In 2010 the Hoosier Environmental Council re-branded and re-imaged itself to appear more broadly appealing, especially to the corporate mindset. Its new slogan appears on its letterhead and website masthead.
It suggests a warm and fuzzy feeling of inclusiveness and collaboration. It’s a slick brand identity. But it’s bunk, as recent experience re the planned reservoir reveals.
The HEC has acted in an aloof, imperious, and self-aggrandizing way since the beginning of the dam review process in April of last year. It started with the phone calls and requests for assistance over a year ago from several Heart of the River coalition participants. Their calls were ignored or deflected. Worse, HEC’s executive director even suggested to one caller that perhaps a compromise “green dam” might be appropriate.
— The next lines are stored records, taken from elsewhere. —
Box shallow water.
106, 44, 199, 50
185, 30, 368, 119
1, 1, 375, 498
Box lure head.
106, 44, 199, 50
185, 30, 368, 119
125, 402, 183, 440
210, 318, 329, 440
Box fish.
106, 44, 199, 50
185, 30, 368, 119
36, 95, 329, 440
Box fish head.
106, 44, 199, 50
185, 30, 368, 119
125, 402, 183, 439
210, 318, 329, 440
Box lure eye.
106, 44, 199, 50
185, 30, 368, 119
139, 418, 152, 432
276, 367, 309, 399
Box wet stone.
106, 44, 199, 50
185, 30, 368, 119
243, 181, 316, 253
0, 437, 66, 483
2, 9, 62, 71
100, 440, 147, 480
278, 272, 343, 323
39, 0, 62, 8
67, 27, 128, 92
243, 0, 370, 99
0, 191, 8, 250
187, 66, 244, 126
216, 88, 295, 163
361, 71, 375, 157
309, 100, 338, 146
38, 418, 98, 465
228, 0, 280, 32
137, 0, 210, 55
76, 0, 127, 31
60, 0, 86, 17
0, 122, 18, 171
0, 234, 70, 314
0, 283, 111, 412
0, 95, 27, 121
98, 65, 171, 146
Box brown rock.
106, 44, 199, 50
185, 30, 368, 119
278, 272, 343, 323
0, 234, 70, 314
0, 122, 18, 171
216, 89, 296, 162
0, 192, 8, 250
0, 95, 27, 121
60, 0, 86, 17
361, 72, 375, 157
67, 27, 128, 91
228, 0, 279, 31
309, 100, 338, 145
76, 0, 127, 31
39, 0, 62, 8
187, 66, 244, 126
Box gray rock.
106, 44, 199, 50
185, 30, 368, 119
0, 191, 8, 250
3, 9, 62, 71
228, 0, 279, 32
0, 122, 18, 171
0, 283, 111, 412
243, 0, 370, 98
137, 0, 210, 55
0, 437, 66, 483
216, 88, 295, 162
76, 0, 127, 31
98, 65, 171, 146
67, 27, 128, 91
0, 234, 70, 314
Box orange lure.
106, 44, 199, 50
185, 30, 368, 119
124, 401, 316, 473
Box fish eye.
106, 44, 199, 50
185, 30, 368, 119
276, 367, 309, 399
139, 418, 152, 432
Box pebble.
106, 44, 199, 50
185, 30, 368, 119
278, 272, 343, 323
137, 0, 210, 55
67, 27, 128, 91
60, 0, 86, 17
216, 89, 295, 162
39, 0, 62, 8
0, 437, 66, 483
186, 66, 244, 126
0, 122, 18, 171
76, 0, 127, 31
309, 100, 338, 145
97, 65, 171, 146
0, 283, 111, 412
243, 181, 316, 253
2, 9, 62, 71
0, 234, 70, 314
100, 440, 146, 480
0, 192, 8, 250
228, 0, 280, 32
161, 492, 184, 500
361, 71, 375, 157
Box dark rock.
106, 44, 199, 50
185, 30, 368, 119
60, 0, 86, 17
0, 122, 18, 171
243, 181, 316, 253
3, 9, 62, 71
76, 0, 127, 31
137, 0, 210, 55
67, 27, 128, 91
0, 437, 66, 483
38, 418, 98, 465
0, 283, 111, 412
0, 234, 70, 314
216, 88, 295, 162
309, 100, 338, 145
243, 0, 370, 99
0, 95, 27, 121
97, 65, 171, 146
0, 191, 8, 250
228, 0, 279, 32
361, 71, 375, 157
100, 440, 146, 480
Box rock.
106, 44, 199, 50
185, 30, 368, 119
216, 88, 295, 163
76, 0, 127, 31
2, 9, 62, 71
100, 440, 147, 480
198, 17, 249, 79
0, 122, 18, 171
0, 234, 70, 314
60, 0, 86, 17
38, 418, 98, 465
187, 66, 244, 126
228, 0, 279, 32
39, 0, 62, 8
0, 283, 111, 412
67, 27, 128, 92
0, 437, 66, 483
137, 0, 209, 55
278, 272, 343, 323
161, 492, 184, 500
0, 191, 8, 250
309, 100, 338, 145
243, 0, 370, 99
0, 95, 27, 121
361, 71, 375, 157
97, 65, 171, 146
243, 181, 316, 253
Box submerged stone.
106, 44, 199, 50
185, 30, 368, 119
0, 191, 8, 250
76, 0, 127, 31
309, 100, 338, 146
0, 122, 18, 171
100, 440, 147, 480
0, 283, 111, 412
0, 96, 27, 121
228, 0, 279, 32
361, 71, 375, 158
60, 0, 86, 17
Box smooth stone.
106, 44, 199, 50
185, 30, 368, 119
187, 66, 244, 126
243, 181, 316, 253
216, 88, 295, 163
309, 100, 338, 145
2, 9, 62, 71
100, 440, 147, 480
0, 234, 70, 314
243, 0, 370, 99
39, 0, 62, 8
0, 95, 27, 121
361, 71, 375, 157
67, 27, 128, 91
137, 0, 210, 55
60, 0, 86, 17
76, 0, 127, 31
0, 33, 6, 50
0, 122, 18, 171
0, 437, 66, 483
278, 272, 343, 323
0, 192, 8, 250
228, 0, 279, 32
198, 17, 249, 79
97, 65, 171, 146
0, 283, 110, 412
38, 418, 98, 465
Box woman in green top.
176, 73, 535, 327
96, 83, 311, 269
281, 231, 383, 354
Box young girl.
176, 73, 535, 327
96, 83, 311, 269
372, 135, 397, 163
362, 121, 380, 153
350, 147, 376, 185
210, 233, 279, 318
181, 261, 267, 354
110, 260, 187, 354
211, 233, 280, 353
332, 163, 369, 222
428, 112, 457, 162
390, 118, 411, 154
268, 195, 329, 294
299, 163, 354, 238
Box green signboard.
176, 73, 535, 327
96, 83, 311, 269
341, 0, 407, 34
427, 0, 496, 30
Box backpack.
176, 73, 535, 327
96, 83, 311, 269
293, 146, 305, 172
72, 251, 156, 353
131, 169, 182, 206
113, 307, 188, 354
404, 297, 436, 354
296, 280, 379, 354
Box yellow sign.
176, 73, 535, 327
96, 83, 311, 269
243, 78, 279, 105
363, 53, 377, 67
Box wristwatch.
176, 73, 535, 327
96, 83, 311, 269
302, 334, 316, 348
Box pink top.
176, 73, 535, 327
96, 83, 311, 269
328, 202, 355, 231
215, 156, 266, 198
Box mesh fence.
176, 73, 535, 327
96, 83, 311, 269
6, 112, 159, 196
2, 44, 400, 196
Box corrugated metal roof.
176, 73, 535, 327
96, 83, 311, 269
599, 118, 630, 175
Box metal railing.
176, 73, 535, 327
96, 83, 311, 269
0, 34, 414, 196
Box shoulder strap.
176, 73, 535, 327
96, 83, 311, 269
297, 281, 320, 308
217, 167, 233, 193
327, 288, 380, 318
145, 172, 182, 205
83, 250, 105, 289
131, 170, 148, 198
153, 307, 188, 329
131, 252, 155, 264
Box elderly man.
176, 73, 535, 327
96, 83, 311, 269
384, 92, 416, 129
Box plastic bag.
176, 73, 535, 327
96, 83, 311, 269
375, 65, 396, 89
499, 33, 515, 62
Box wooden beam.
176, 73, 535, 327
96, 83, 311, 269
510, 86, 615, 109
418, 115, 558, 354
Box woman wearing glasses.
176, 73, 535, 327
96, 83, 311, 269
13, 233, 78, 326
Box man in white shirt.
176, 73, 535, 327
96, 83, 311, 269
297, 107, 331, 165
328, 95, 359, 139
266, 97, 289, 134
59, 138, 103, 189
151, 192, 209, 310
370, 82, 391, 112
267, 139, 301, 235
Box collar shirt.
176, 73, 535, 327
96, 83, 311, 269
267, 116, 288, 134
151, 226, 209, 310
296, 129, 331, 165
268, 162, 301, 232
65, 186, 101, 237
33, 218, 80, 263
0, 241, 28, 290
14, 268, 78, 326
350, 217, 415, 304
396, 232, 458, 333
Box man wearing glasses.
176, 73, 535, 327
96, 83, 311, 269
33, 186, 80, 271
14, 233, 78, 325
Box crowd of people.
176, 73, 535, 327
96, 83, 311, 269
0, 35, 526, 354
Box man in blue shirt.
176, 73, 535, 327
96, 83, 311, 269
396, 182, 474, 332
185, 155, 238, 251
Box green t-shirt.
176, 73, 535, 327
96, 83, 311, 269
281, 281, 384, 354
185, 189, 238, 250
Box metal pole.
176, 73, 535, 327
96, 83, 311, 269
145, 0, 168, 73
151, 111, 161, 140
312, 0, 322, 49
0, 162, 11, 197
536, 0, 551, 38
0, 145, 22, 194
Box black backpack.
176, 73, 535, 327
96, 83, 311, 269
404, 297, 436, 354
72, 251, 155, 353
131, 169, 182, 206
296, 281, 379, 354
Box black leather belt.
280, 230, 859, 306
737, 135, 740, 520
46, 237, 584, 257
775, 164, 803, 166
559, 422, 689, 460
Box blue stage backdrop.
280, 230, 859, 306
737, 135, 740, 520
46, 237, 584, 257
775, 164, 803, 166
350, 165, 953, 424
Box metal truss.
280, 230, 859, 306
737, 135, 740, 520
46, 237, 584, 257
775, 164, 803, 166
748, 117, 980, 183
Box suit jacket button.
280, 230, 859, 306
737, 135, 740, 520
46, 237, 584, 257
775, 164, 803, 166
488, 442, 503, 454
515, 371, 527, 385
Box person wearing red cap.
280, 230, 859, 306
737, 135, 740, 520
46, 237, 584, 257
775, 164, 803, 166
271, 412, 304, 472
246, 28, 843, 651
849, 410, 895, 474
More recently, we saw in HEC’s recent news proclamation concerning the planned dam, that HEC is “all about HEC”. It didn’t even mention the HTR coalition— our grassroots coalition which has worked for 14 months to organize, outreach, research, and educate. Neither did the HEC’s accompanying lengthy position paper. There was not one word of acknowledgement for the grassroots volunteer group which has led the charge and done a tremendous amount of arduous early spade work. And not one mention of concern for the many residents who would be displaced by this land and water grab. HEC’s proposal seeking funding for the design charrette (a portion of which was read over the phone to me) repeatedly emphasized that the project would aid HEC’s development efforts to increase fundraising.
Of course, advocacy organizations are free to take their positions independent of what other groups might do. In that sense, it’s understandable for the HEC to seek to appear that it has taken its position of opposition as an independent entity– despite the fact that 13 prominent conservation groups of various stripes have already taken positions of opposition.
As we also know, the big environmental organizations need a constant infusion of dollars to fund their activities and staff, and thus it’s no surprise that the HEC would resort to such self-aggrandizing tactics. In most of its communications, it boasts that it’s “the largest environmental organization in Indiana”. Yet neither its large relative size nor its slick PR slogan instills much credence that the HEC actually operates in a collaborative way.
I’m recalling Deliverance, the famous 1972 film about a last canoe trip before an imminent inundation of the river caused by the construction of a dam in Georgia’s backwoods north of Atlanta, and Lewis’ (Burt Reynolds) blunt response to an unacceptable $50 offer by a local man to drive their two cars downstream to the take-out. His reply: “Fifty, my ass!” That aptly captures my reaction to the HEC’s “all. together. now.” slogan. As a former HEC board president, I’m disappointed to see the organization resort to such misleading claims of inclusiveness and collaboration.